Life is pretty brutal at school, there are blades everywhere, the teachers are hilariously bad in a realistic way, the canteen is a kiosk surrounded by the competitive scrum you find at Cairene fast-food joints during meal times, and the school bully picks on Hany because he’s posh.

There are moments of humor and discomfort that make the film worth watching.

By employing comedy and avoiding the melodrama other movies and soap operas (such as Rami Imam’s 2008 film “Hassan w Morqos,” TV series “Awan al-Ward” (2000) and “Arafa al-Bahr” (2012)) use to deal with sectarian strife, telling details arise. Hany is shown the empty, derelict Christians’ classroom and hears some ugly insults for the first time. “Christians are easy to spot,” his guide informs him. There’s an uneasy moment when Hany reads the Quran hidden inside the Bible at home.

Salama was also clever to chose as his setting the world of children and schoolyard bullying, in which hatred, ignorance, violence and politics are in their most primitive form.
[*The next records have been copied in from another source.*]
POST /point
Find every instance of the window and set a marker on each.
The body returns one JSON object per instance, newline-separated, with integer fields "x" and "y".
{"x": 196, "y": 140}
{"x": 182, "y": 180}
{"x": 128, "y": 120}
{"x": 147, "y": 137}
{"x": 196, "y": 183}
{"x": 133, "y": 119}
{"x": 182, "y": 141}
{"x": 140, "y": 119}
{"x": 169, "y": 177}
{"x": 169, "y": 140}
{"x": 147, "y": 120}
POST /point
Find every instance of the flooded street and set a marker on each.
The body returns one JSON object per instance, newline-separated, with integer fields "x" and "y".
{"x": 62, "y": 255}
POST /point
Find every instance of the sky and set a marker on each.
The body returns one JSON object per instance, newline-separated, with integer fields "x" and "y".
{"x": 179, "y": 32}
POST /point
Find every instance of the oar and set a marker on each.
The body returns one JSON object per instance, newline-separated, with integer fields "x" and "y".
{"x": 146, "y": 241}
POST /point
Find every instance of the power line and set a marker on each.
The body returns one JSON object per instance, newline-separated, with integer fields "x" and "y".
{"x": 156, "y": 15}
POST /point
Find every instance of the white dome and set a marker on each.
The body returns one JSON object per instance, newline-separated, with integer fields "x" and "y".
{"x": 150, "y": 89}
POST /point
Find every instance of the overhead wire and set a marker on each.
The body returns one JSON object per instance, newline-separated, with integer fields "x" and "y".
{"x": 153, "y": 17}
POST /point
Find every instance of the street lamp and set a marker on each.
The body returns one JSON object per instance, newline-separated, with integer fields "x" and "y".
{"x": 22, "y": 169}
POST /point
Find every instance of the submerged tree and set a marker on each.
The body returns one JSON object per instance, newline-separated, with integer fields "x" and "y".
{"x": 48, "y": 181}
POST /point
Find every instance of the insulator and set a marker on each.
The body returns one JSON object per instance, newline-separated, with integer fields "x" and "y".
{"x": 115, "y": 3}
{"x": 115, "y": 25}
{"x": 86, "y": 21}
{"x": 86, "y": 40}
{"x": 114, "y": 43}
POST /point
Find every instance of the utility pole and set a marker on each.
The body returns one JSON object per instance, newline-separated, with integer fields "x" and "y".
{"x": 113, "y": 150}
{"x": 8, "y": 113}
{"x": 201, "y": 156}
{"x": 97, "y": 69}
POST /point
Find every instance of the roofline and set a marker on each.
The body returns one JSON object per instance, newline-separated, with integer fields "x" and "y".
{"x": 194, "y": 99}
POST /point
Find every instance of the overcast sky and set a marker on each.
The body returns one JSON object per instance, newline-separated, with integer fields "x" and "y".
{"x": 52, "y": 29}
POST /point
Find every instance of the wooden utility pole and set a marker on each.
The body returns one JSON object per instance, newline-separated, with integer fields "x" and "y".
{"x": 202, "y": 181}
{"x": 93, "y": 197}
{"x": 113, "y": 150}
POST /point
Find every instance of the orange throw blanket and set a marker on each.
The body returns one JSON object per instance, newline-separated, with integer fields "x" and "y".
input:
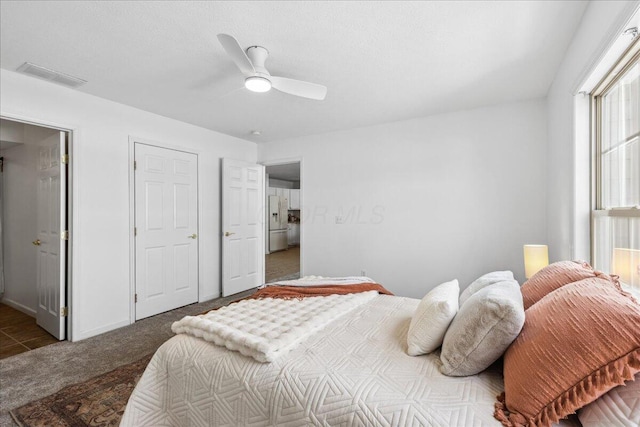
{"x": 290, "y": 292}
Along with humor, this is a relatively safe way to experiment with taboos and sensitive issues in a funny way. Reflecting the basic discourse and acts of hate on children also helps us see how childish they are.

The fact that the kid is bullied for being rich at first, and then treated in a special way when he’s discovered to be Christian — being allowed to score easily during football, for example — is also a good reminder that discrimination isn’t always just about aggression but about remembering someone’s difference.
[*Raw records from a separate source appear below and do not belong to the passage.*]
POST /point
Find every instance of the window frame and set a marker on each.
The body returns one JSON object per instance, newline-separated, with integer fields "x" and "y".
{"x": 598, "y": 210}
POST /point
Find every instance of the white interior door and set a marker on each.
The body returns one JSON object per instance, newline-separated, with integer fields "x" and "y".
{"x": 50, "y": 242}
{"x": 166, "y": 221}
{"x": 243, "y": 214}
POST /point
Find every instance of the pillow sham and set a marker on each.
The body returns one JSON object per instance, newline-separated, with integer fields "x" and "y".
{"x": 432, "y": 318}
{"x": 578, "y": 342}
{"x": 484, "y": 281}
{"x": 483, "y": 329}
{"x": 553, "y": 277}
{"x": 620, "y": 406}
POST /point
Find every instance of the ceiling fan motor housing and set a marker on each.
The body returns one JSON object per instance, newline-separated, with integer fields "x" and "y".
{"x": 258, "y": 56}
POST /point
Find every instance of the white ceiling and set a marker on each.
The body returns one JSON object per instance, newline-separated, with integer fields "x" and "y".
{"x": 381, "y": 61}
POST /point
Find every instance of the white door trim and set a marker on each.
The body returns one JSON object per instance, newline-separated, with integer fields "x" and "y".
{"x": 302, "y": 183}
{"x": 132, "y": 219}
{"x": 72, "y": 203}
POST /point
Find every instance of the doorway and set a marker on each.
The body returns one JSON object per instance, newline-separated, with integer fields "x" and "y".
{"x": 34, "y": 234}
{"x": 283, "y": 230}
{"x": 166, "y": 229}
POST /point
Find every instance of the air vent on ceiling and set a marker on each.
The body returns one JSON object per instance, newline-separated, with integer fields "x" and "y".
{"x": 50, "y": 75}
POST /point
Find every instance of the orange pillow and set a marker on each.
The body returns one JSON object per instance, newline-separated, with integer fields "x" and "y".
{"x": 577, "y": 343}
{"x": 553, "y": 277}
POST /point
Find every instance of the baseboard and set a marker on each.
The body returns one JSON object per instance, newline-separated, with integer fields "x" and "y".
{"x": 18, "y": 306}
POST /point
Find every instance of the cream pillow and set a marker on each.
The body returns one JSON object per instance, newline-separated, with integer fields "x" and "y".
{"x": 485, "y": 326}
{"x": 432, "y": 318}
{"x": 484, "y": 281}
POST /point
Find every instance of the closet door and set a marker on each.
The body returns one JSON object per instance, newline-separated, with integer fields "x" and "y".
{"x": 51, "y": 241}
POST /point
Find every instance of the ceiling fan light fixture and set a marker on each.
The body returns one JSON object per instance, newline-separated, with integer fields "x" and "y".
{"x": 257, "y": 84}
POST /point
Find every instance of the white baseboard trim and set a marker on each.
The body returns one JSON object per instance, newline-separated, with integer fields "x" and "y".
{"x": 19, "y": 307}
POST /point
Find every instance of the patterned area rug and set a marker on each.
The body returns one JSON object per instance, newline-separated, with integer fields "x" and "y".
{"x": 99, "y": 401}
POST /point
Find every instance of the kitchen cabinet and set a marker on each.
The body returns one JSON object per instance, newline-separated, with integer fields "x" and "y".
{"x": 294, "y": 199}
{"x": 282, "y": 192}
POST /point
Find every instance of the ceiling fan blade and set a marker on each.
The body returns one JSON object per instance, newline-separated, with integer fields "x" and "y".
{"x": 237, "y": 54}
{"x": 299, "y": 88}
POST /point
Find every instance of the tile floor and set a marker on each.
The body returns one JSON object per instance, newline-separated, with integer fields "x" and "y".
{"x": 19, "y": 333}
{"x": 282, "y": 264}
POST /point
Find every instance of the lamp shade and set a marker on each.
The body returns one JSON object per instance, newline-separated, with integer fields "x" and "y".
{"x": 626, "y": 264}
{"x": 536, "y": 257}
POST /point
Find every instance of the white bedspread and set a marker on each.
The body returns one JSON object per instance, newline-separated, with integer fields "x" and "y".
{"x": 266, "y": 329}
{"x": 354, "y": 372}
Unfortunately Hany’s wealth — or at least the way it’s treated — is also one of the downsides of the movie. The cartoonish narrative about a posh life at the start is in Egyptian reality a very sensitive example of isolation and lack of social equality. It seems like the film is about to point this out, make fun of this “perfectness,” and put the classes into an interesting conversation. But the start remains the happiest part of the film, which seems to idolize the elite and what it possesses, while the poorer class is mostly to blame for all the nastiness, without any reference to any larger, institutional reasons for it. Hany, the rich Christian, is by far the nicest kid in school, a shining example to everyone else apart from one especially tolerant, attractive blonde teacher.

At one point Hany’s mother interrupts the headmaster’s familiar meaningless rant — a nice parody — about how Muslims and Christians have always lived in peace and harmony to say proudly: “Nobody can persecute us!” One can’t help feeling that it’s easy for her to say because of her class — especially as she keeps thinking about emigrating — but she can’t be speaking for all Egyptian Copts.
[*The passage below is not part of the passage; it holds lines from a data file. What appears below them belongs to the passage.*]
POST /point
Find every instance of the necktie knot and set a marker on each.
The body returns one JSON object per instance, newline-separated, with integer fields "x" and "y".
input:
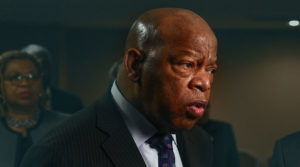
{"x": 161, "y": 142}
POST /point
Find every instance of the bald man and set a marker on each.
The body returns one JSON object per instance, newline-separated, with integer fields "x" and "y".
{"x": 148, "y": 116}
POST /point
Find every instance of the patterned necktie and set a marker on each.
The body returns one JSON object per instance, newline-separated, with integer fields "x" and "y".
{"x": 163, "y": 144}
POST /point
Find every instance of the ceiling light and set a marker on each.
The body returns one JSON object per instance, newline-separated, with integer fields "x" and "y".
{"x": 294, "y": 23}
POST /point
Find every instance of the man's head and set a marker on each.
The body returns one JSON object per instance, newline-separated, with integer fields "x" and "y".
{"x": 168, "y": 68}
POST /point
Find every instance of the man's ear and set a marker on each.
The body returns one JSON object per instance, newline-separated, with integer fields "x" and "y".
{"x": 133, "y": 61}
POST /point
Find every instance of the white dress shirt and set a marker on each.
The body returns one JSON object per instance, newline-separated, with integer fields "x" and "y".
{"x": 141, "y": 130}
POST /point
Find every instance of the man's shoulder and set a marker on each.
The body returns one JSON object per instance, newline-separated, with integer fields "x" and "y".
{"x": 294, "y": 137}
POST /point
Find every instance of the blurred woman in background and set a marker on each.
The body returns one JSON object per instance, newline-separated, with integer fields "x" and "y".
{"x": 23, "y": 116}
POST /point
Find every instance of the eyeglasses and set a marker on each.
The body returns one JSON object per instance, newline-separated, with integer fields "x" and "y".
{"x": 17, "y": 79}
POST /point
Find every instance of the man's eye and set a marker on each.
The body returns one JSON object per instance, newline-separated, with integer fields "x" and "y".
{"x": 212, "y": 71}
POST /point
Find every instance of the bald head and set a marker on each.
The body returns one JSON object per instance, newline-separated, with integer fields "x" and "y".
{"x": 156, "y": 26}
{"x": 168, "y": 67}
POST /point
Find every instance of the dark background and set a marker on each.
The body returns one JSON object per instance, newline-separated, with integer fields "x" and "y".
{"x": 256, "y": 88}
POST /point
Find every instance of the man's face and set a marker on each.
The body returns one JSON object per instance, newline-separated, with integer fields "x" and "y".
{"x": 176, "y": 79}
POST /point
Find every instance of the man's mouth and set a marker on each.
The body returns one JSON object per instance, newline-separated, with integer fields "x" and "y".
{"x": 25, "y": 94}
{"x": 196, "y": 109}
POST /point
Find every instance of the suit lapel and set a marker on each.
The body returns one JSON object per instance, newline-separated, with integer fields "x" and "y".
{"x": 119, "y": 146}
{"x": 195, "y": 147}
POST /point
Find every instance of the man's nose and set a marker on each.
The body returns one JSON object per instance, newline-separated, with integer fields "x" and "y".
{"x": 201, "y": 81}
{"x": 24, "y": 82}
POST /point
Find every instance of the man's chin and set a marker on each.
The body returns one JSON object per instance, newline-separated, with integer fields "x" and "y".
{"x": 179, "y": 127}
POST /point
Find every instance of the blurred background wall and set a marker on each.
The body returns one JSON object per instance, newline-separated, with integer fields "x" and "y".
{"x": 256, "y": 88}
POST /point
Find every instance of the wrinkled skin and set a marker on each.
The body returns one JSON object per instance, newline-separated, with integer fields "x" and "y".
{"x": 173, "y": 72}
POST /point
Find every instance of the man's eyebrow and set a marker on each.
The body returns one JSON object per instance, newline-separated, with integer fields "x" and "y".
{"x": 185, "y": 53}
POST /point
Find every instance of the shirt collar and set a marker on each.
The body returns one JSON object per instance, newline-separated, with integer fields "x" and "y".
{"x": 139, "y": 127}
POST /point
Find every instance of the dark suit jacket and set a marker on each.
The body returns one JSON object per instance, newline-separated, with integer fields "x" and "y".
{"x": 287, "y": 152}
{"x": 65, "y": 102}
{"x": 225, "y": 152}
{"x": 98, "y": 137}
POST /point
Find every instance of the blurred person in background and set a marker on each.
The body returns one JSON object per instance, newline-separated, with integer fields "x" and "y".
{"x": 225, "y": 152}
{"x": 22, "y": 99}
{"x": 58, "y": 100}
Another problem with the film is the way it’s made. While there is some good acting, especially on the part of the children, the director’s earnestness combined with a lack of craftsmanship means that the film is hardly enjoyable as a film. One reason for this is how full it is of talking. Right from the children’s-book beginning everything is spelled out, often more than once, for the audience. Between the characters’ dialogue and the voiceover, there isn’t more than five seconds of wordlessness at a time, meaning that the medium never gets a chance to do what it can do and just show things visually. With everything verbal, there’s no room for reality’s more mysterious complications. On top of this there’s a constant layer of sprightly music, which turns slightly melancholic when things are looking bad.

The film’s climax is a predictable cliché, while its general visual style — stiff, with everything clearly and symmetrically framed — also feels oversimplified and thoughtless. The overall effect is joyless and condescending, a bit like an advertisement. Only a few moments manage to transcend this instructional feel, especially scenes between Hany and his friend Momen (played with verve by Moaz Nabil), who teaches him about the “real” Egypt.

“La Moakhza” is a courageous film with an important message, and one that apparently had to be modified several times before getting past the censor. But despite its humor and the fact that it’s showing things that haven’t been shown on film before, it’s ultimately an artistic failure with a classist subtext.